The meanders should be laid out to maximize the use of space. Route one trace along the edges of the previous one, hugging that trace and adding the wrinkles for tuning in ways that preserve the routing area for other functions. It’s something else to learn.
8. Highlight the lane that meets timing to a special color and don't touch it unless you have to. Sometimes, it works out and sometimes the other lane needs a little more space. Bite the bullet and make the change and make sure that group is still tuned. Move on to the next one.
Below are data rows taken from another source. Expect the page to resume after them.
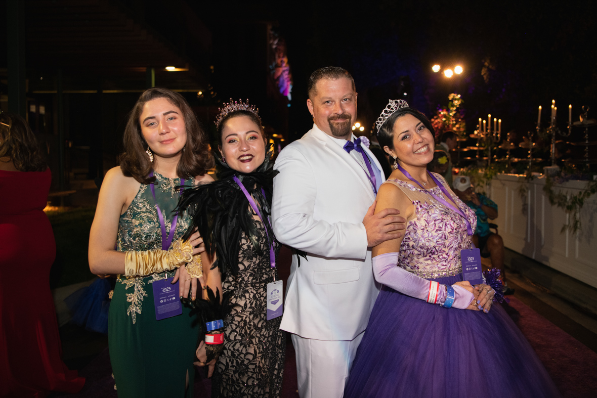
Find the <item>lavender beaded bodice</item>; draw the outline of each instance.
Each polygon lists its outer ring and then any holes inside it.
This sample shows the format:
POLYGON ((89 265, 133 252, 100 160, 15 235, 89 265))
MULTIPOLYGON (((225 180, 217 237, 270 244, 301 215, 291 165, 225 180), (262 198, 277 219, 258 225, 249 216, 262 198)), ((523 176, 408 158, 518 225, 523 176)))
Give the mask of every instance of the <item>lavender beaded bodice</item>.
MULTIPOLYGON (((477 223, 475 212, 450 189, 445 180, 434 173, 450 193, 470 223, 473 230, 477 223)), ((399 180, 388 180, 413 201, 415 217, 407 224, 400 245, 398 266, 421 277, 433 279, 451 276, 462 271, 460 251, 471 248, 462 217, 438 202, 425 190, 399 180)), ((428 190, 442 196, 439 187, 428 190)))

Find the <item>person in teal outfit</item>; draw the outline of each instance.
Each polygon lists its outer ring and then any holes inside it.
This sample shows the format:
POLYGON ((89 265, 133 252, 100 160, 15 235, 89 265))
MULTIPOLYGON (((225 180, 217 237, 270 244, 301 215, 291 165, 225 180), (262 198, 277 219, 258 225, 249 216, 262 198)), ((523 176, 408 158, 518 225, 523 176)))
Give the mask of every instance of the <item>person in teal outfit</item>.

9. All done with tuning? Route VREF and other non-length-matched lines. VREF requires a thick line and a wide air-gap. It is a partner of VTT which would use copper planes. It is typical to bury the high-speed connections on the inside layers of the board. That gives you the outer layers for the voltage distribution and miscellaneous signals. Every pin on a memory chip can be considered critical in some way.
10. Submit to SI/PI before continuing with the layout but leave that area alone. Will a memory device work at all without doing all of this length and impedance matching? Maybe but it will bog down when the cyclic redundancy check counts up all of the bits sent and compares that number to the bits received.
If those numbers don’t match, it means that a packet of data was dropped and the chip says, “What?” and the whole set of instructions have to be sent again. The result is glitches in the data stream that can cause the video to stutter. If it’s bad enough, the program or even the whole system program can crash. Then you have to go back to step one; coffee!